Feldmann’s next step is to find someone who will oppose the resolution on the floor of the Assembly. “Usually the person who drafts the resolution will take the pro position because it makes the most sense. They usually support their resolution and they are usually the best equipped to answer detailed questions because they’ve done all the research,” said Feldmann. “However, finding someone to oppose a resolution can sometimes be tough, especially when it is a pretty straightforward resolution.”
Let the Debate Begin
Once you find people to propose and oppose the resolution on the floor of the Assembly, the fun can really begin. “My primary goal is to have a healthy debate in the Assembly even if it is a fairly straightforward policy,” said Feldmann. “I send all the information that I have to the people who are going to speak in opposition to my resolution. I’m not going up there for any sort of gamesmanship. I just want to make a great debate out of it so that each resolution that I propose is thoroughly vetted.”
Occasionally, a resolution’s author will lobby behind the scenes but Feldmann said that he has never really done so himself. “Lobbying can be done with varying degrees of success and the advantage, of course, is that you go into Assembly knowing that you have more people on your side.”
“I have fun drafting and shepherding resolutions through Assembly,” said Feldmann. “I like everyone in the ABA YLD, and the Assembly is a special part of that experience. I’m especially happy that there has been an increase in the number of resolutions that are introduced and debated on the Assembly floor during my time with the ABA YLD.”
The ABA YLD Assembly
Feldmann describes the ABA YLD Assembly as a microcosm of the ABA House of Delegates. A resolution must be passed by the ABA YLD Assembly before the Division can take a position on it before the ABA House of Delegates. Therefore, after the ABA YLD Assembly adopts a resolution, the resolution’s drafter will often work with an ABA YLD Delegation and the ABA YLD Speaker to introduce the resolution in the House of Delegates. “As an ultimate goal we should hope that the resolution goes to the ABA House of Delegates,” said Feldmann. “We draft and pass resolutions that we believe are important and we want them to go to the House of Delegates because the lobbying arm of the ABA cannot do anything unless the House of Delegates has given it express permission to do so.”
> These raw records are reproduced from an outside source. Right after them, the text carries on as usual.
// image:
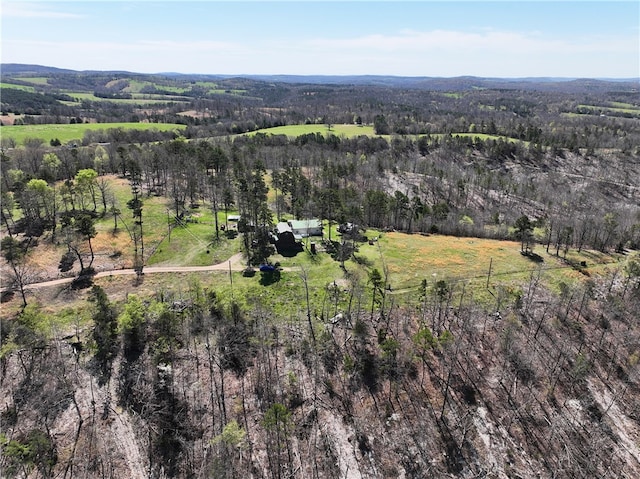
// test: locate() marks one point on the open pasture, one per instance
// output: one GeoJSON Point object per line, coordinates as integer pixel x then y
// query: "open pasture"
{"type": "Point", "coordinates": [68, 132]}
{"type": "Point", "coordinates": [30, 89]}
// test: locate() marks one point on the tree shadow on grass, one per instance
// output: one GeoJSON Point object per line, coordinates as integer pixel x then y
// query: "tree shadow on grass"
{"type": "Point", "coordinates": [269, 277]}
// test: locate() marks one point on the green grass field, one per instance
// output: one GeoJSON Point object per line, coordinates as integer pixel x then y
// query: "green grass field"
{"type": "Point", "coordinates": [36, 80]}
{"type": "Point", "coordinates": [69, 132]}
{"type": "Point", "coordinates": [18, 87]}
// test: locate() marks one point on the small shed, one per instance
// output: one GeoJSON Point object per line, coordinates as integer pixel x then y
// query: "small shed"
{"type": "Point", "coordinates": [304, 228]}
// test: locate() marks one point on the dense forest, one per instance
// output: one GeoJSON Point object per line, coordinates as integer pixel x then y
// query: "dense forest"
{"type": "Point", "coordinates": [184, 379]}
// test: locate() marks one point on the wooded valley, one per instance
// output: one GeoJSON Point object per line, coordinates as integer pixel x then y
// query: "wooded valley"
{"type": "Point", "coordinates": [385, 347]}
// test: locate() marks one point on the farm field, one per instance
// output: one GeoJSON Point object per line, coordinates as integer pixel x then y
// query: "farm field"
{"type": "Point", "coordinates": [17, 87]}
{"type": "Point", "coordinates": [69, 132]}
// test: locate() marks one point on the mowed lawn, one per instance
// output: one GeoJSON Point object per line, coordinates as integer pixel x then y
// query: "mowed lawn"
{"type": "Point", "coordinates": [69, 132]}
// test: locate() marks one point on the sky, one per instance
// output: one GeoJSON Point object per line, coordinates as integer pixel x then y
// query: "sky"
{"type": "Point", "coordinates": [506, 39]}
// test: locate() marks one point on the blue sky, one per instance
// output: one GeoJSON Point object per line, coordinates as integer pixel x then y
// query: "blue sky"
{"type": "Point", "coordinates": [413, 38]}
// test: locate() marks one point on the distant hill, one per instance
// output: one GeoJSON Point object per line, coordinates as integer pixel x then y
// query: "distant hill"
{"type": "Point", "coordinates": [462, 83]}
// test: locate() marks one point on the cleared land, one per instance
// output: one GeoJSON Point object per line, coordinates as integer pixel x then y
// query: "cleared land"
{"type": "Point", "coordinates": [69, 132]}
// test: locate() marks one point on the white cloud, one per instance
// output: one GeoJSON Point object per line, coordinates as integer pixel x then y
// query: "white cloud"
{"type": "Point", "coordinates": [457, 41]}
{"type": "Point", "coordinates": [33, 10]}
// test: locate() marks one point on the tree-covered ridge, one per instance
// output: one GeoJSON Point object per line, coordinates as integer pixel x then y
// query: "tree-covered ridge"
{"type": "Point", "coordinates": [326, 366]}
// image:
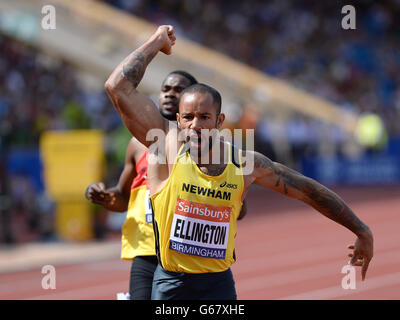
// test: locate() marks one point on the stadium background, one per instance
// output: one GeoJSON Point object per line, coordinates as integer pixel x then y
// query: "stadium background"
{"type": "Point", "coordinates": [286, 69]}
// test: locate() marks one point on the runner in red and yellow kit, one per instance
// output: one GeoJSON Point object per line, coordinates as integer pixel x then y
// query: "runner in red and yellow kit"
{"type": "Point", "coordinates": [131, 194]}
{"type": "Point", "coordinates": [194, 260]}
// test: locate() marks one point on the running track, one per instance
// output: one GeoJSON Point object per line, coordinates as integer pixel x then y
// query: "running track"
{"type": "Point", "coordinates": [285, 250]}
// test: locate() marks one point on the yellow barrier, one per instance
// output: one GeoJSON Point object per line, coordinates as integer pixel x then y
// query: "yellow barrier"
{"type": "Point", "coordinates": [71, 161]}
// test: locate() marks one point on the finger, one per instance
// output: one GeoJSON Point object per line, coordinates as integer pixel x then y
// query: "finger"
{"type": "Point", "coordinates": [364, 268]}
{"type": "Point", "coordinates": [353, 259]}
{"type": "Point", "coordinates": [102, 186]}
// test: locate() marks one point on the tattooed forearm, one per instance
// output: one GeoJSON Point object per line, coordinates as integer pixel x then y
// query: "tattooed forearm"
{"type": "Point", "coordinates": [135, 65]}
{"type": "Point", "coordinates": [320, 198]}
{"type": "Point", "coordinates": [260, 161]}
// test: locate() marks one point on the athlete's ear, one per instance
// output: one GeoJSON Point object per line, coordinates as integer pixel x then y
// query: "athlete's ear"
{"type": "Point", "coordinates": [178, 120]}
{"type": "Point", "coordinates": [220, 120]}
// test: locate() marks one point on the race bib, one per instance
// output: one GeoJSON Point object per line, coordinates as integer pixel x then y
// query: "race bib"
{"type": "Point", "coordinates": [200, 229]}
{"type": "Point", "coordinates": [147, 207]}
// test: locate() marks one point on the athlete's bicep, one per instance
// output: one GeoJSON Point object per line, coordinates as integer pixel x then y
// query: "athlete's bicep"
{"type": "Point", "coordinates": [277, 177]}
{"type": "Point", "coordinates": [139, 114]}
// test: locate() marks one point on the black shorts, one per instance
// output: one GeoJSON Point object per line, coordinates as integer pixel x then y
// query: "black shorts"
{"type": "Point", "coordinates": [187, 286]}
{"type": "Point", "coordinates": [142, 271]}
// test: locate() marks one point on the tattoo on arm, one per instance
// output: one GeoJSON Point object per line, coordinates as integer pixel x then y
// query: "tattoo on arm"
{"type": "Point", "coordinates": [319, 197]}
{"type": "Point", "coordinates": [134, 66]}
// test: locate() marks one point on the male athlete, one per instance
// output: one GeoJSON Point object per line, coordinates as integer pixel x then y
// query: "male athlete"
{"type": "Point", "coordinates": [131, 193]}
{"type": "Point", "coordinates": [194, 210]}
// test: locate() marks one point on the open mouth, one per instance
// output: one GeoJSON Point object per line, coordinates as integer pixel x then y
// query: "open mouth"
{"type": "Point", "coordinates": [169, 105]}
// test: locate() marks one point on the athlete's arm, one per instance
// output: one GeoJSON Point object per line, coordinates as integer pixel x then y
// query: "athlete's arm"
{"type": "Point", "coordinates": [116, 198]}
{"type": "Point", "coordinates": [293, 184]}
{"type": "Point", "coordinates": [137, 111]}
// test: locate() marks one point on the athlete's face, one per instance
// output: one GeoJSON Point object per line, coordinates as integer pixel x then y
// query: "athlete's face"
{"type": "Point", "coordinates": [168, 98]}
{"type": "Point", "coordinates": [197, 111]}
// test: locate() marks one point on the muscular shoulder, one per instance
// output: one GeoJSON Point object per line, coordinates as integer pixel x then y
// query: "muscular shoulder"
{"type": "Point", "coordinates": [135, 150]}
{"type": "Point", "coordinates": [256, 160]}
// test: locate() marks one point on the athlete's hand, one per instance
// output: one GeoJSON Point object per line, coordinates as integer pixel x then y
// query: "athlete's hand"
{"type": "Point", "coordinates": [97, 193]}
{"type": "Point", "coordinates": [362, 252]}
{"type": "Point", "coordinates": [165, 34]}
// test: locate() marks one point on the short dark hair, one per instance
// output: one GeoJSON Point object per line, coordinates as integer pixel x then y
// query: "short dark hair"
{"type": "Point", "coordinates": [203, 88]}
{"type": "Point", "coordinates": [185, 74]}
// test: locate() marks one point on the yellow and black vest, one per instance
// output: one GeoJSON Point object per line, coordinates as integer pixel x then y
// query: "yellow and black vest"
{"type": "Point", "coordinates": [195, 216]}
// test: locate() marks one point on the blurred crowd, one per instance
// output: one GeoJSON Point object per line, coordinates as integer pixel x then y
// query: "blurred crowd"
{"type": "Point", "coordinates": [301, 42]}
{"type": "Point", "coordinates": [38, 94]}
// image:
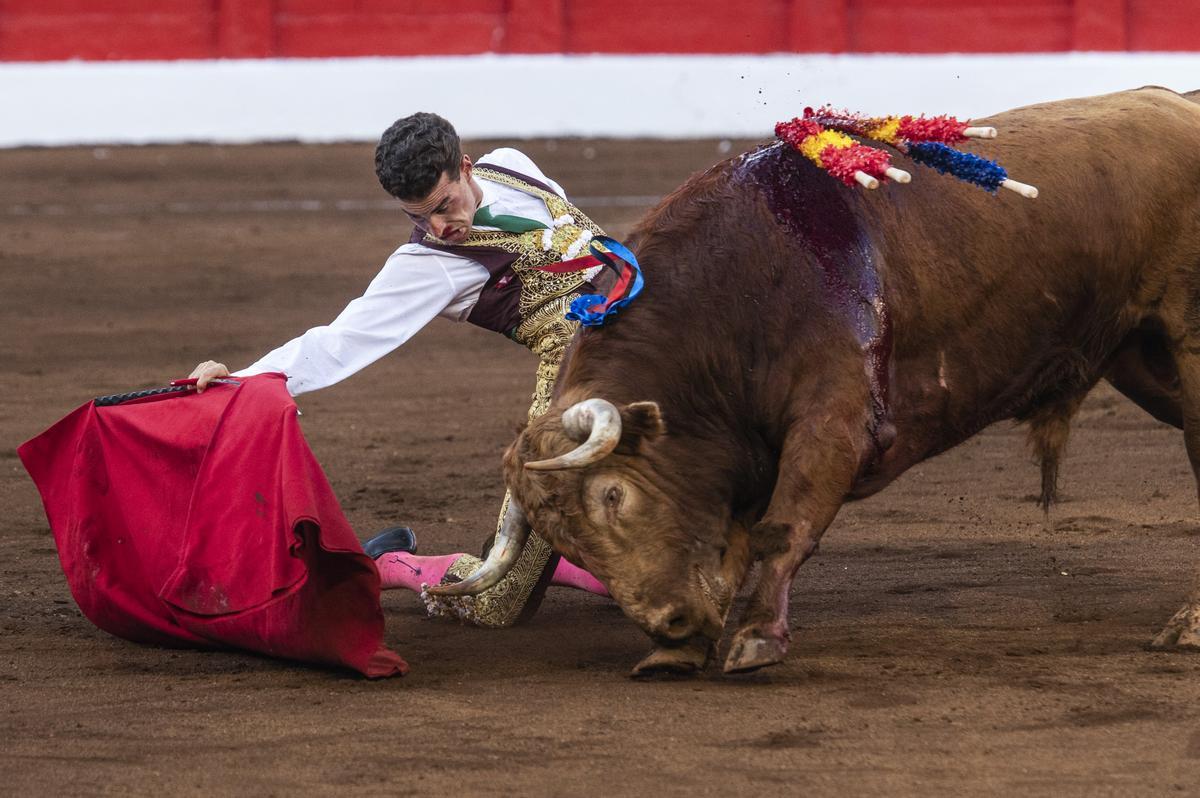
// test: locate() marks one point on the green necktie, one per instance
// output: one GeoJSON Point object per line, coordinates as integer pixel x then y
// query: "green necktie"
{"type": "Point", "coordinates": [485, 217]}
Role of the Assembly Speaker
For her part, ABA YLD Assembly Speaker Latanishia D. Watters said that she looks for the following characteristics when considering submitted resolutions and generating ideas for future resolutions:
a novel and current issue,
- an issue that will motivate great debate,
- an issue that has not been addressed in the last few years and for which there is a need for substantive change,
- an issue that is of importance to young lawyers and for which young lawyers should be at the forefront, and
- an issue that will garner support from the ABA House of Delegates.
Feldmann put it best when he said, “It’s good to see the ABA YLD thinking about policy and being proactive because we are the voice of young lawyers and it is the largest constituency of the ABA, so it is important that we get out in front of some of these large issues and debate them and demonstrate that we are meeting these issues head on.”